What is a Glomar response?
Agencies can make a variety of determinations to your FOIA request. One of these is a “no records” or Glomar determination. When using Glomar response agencies are categorically refusing to even confirm or deny the existence of the records you requested. Glomar responses have no statutory backing, rather the Central Intelligence Agency (CIA) created this form of FOIA determination itself in the case Phillippi v. CIA where the CIA refused to confirm or deny its ties to a submarine retrieval ship called the “Glomar Explorer.” This is called a judicially created response and courts have found that it should only be used in rare circumstances where confirming or denying the existence of records can be reasonably suspected to cause “cognizable harm” under a FOIA exemption.
Is the Glomar response you received sufficient?
Agencies are required to provide detailed evidence to demonstrate that the Glomar response is appropriate. Agencies will often not provide any explanation and rely on boilerplate language, linking their denial to one or more FOIA exemptions and citing things like the National Security Act of 1947 and the CIA Act of 1949 to justify their categorical denial of your request. The law requires that they do more than this—if you think they haven’t, you can administratively appeal their denial within 90 days of receiving their response, and they must respond to your appeal in 20 working days.
What if the information you’re seeking is already out there?

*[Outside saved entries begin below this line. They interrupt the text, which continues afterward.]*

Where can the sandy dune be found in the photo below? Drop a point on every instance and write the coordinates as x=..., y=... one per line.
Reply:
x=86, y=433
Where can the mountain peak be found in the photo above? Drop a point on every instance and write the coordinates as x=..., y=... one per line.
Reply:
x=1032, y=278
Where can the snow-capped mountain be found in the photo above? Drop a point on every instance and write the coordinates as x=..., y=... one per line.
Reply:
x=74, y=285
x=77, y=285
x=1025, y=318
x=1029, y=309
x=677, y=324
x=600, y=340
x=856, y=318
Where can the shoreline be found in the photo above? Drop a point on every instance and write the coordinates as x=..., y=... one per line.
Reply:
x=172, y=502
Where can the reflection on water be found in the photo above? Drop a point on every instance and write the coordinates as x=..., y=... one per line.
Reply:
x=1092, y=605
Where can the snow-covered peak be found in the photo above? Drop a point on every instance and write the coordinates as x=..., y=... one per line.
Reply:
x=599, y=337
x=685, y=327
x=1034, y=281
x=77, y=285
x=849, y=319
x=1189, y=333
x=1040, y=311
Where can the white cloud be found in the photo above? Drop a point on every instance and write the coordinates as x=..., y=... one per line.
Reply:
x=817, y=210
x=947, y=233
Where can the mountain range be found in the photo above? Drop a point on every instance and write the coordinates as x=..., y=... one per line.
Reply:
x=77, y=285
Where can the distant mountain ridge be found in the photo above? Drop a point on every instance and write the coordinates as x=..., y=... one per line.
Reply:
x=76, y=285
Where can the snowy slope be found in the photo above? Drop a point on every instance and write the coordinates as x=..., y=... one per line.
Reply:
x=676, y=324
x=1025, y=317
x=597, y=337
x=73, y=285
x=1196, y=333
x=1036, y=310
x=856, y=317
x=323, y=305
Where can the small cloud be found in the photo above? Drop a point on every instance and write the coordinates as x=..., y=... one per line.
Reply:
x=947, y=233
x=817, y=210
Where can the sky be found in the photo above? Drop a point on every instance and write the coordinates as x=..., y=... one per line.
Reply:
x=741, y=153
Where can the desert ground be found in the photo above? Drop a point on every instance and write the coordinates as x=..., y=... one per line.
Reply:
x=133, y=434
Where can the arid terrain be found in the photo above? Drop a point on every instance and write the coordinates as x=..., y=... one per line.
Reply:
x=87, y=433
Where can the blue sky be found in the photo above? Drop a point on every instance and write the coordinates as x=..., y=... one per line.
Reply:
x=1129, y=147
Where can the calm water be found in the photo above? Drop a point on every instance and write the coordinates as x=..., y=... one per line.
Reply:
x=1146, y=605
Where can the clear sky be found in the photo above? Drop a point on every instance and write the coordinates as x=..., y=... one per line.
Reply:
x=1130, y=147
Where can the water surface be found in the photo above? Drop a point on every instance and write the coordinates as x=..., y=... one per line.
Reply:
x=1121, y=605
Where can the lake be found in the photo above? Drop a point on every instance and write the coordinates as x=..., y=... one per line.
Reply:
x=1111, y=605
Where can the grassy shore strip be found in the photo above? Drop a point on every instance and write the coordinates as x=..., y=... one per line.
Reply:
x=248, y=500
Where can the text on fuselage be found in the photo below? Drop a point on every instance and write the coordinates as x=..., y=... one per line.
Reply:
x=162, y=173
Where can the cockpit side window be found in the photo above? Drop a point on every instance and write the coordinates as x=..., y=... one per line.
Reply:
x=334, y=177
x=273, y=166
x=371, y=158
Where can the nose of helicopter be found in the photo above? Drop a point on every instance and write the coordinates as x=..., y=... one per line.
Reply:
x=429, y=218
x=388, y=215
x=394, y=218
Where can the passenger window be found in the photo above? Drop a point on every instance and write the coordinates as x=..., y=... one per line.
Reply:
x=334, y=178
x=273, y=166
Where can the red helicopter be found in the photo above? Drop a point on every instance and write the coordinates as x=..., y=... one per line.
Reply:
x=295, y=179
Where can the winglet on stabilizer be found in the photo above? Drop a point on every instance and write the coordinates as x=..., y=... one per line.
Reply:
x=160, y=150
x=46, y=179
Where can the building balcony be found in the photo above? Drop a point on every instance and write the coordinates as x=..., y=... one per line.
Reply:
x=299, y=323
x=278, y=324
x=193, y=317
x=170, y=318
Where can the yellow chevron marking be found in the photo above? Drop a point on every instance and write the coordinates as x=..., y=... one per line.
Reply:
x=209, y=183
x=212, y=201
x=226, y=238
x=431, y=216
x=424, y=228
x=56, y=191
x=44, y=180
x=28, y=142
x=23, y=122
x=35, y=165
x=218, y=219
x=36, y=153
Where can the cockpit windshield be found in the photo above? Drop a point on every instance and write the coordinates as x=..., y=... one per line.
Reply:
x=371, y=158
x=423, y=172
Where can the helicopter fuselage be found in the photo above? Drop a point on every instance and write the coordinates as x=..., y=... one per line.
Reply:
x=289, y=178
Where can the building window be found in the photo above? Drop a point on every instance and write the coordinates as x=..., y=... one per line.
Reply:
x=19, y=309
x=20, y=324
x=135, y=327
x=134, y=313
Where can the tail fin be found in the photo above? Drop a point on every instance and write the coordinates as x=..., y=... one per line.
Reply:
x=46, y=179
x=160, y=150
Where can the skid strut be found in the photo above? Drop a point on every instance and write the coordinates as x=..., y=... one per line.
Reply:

If the requested information is already in the public domain as a result of an agency declaration, meaning the agency itself has communicated or acknowledged the existence of the records you are seeking through a public, legal, official or other documented disclosure, then they have waived their right to a Glomar response. However, if a different agency than the one you are appealing has made that disclosure, it won’t count as an agency declaration. The disclosure must come directly from the agency from which you are seeking records.